The book makes good use of graphs, particularly phase portraits. It’s weak on labeling the parts of the graph: if there are several curves in the same plot, it usually doesn’t tell you which is which. For example, Figure 6.1 on p. 178 is intended to show a plucked string when it is released and at several times afterward. It is captioned “\(y(x,t)\) at \(t=0, 1/3, 2/3, 3/4, 1, 4/3\) in Example 6.1”. The individual curves are not labeled, so we don’t know which is which. (An additional complication is that there are seven curves drawn but only six values in the caption. Experimentally I think the extra curve is for \(x=1/2\).) Another example is Figure 17.19 on p. 622, which is captioned “\(S_{10}(t)\) and \(\sigma_{10}(t)\)” and is intended to compare a partial sum of a Fourier series for a step function with the Cesàro sum, but the two curves are not labeled (and the target step function is not drawn either).
Some comparable books are Kreyszig’s Advanced Engineering Mathematics, Arfken et al.’s Mathematical Methods for Physicists, and Mary L. Boas’s Mathematical Methods in the Physical Sciences. These books cover the same subject areas as O’Neil, except that all three also cover probability and statistics (the present book has online modules for this but it is not in the print book). Compared to O’Neil, Kreyszig is much richer, covering more topics and more applications (including a good section on numerical methods), but has few worked examples and provides little hand-holding. It’s more of a reference than a textbook. Arfken is similar to Kreyszig in many ways; it is not as extensive, but also is more a reference. Boas really is designed as a textbook and I think would be the best choice for most courses. Both Arfken and Boas are slanted to physics majors rather than engineers, but the mathematics involved is the same. O’Neil has almost no discussion of numerical methods, which is a serious drawback for engineering students, although your curriculum may cover this elsewhere.
I am uneasy about how free the present text is of typographical and substantive errors, based on a little bit of spot checking.

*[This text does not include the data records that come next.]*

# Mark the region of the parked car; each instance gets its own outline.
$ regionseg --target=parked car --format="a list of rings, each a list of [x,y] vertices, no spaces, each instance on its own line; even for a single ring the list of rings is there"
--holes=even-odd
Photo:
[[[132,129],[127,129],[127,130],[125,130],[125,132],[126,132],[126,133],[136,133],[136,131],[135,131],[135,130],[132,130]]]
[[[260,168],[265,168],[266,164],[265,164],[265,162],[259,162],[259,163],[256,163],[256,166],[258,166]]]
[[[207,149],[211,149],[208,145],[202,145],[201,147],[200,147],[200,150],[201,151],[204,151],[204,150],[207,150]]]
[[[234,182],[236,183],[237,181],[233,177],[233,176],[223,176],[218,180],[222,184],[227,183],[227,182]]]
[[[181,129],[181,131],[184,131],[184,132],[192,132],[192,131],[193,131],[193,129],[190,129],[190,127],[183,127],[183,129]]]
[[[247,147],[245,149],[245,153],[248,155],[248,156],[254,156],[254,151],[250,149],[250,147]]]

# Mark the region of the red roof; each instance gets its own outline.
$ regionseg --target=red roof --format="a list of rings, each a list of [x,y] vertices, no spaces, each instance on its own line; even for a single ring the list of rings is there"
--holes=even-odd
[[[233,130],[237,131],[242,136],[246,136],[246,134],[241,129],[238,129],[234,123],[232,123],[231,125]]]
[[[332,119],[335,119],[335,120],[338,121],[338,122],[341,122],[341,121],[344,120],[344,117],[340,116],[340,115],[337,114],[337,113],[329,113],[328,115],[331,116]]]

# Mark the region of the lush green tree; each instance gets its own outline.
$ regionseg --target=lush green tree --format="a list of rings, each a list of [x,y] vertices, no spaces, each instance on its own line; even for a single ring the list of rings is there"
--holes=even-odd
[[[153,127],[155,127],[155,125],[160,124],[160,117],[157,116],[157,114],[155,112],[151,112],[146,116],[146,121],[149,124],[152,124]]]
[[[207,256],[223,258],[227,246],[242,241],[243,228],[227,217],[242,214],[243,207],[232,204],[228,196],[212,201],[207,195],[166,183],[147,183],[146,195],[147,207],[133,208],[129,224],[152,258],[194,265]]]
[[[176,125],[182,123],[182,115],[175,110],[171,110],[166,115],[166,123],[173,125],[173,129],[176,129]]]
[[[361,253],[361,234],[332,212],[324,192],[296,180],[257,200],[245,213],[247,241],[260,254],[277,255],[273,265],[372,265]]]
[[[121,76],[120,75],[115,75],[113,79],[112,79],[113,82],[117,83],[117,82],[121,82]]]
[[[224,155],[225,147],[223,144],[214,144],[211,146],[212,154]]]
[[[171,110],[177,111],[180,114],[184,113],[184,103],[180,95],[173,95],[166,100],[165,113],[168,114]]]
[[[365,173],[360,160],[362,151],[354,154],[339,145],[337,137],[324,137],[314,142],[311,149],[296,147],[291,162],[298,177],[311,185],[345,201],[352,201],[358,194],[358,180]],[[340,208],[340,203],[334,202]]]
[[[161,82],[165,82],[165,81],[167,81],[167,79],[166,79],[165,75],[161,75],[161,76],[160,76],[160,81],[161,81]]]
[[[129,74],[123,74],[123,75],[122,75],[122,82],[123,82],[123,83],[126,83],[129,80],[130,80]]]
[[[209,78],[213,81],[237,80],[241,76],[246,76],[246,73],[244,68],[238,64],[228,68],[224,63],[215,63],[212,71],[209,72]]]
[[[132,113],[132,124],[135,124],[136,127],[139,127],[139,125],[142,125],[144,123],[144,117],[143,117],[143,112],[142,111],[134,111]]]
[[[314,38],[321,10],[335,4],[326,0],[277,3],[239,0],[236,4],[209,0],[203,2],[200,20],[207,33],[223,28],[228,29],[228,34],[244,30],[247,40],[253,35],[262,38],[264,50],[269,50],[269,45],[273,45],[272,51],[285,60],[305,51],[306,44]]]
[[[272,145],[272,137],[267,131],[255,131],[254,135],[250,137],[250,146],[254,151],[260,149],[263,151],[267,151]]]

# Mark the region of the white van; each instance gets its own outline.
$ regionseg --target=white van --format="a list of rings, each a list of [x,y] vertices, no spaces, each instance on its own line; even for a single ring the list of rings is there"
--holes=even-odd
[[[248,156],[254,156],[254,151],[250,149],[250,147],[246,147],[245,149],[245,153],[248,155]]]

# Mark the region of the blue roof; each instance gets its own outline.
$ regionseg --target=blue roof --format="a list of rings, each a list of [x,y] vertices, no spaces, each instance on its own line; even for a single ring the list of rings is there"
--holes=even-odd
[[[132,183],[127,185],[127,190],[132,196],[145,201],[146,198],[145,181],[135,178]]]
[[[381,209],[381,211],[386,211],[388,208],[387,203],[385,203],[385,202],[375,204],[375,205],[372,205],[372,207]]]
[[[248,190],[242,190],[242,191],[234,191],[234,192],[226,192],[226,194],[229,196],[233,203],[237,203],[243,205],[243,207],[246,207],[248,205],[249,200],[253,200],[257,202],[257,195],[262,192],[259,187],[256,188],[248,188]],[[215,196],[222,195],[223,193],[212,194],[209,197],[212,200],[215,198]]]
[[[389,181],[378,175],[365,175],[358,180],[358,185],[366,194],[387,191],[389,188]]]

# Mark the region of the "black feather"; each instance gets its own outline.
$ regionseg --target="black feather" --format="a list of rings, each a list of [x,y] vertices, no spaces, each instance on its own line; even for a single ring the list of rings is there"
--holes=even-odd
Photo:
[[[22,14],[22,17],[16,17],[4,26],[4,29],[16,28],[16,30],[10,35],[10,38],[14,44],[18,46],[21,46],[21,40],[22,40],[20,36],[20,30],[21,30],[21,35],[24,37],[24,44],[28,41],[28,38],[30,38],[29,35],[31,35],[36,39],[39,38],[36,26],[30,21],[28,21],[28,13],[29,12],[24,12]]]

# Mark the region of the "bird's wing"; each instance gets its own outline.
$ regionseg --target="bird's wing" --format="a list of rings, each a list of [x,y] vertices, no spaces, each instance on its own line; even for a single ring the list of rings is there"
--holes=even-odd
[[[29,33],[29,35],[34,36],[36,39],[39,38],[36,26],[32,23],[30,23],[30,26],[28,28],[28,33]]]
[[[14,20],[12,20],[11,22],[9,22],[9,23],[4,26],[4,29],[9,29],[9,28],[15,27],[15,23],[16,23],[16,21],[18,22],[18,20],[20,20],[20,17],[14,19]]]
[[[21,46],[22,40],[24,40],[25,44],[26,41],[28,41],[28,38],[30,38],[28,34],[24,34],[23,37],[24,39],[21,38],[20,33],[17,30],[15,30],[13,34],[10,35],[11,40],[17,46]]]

The proof of the maximum principle (for harmonic functions) on p. 693 is simply wrong. It claims that a theorem of calculus says a continuous function of two variables on a closed and bounded set achieves its maximum on the boundary, which is obviously false. The plucked-string example above has an error in the formula for the Fourier series (\(\cos(2 n t)\) should be \(\sin (2 n t)\)). On p. 245 there’s a missing division sign so that the electrostatic potential appears to be directly proportional to the distance instead of inversely proportional; the subsequent calculations are correct.
There are also many typographical errors in the index. I only spot-checked this, but found several misspelled names (Archmedes, Reimann, Legrendre). Some of the entries refer to the wrong pages; I noticed compact set referencing p. 60 (should be p. 660), curve referencing p. 520 (should be p. 529), and simple curve referencing p. 519 (should be p. 529).
Bottom line: easy to follow and with reasonable coverage and lots of worked examples, but may be loaded with typographical errors.
Allen Stenger is a math hobbyist and retired software developer. He is an editor of the Missouri Journal of Mathematical Sciences. His personal web page is allenstenger.com. His mathematical interests are number theory and classical analysis.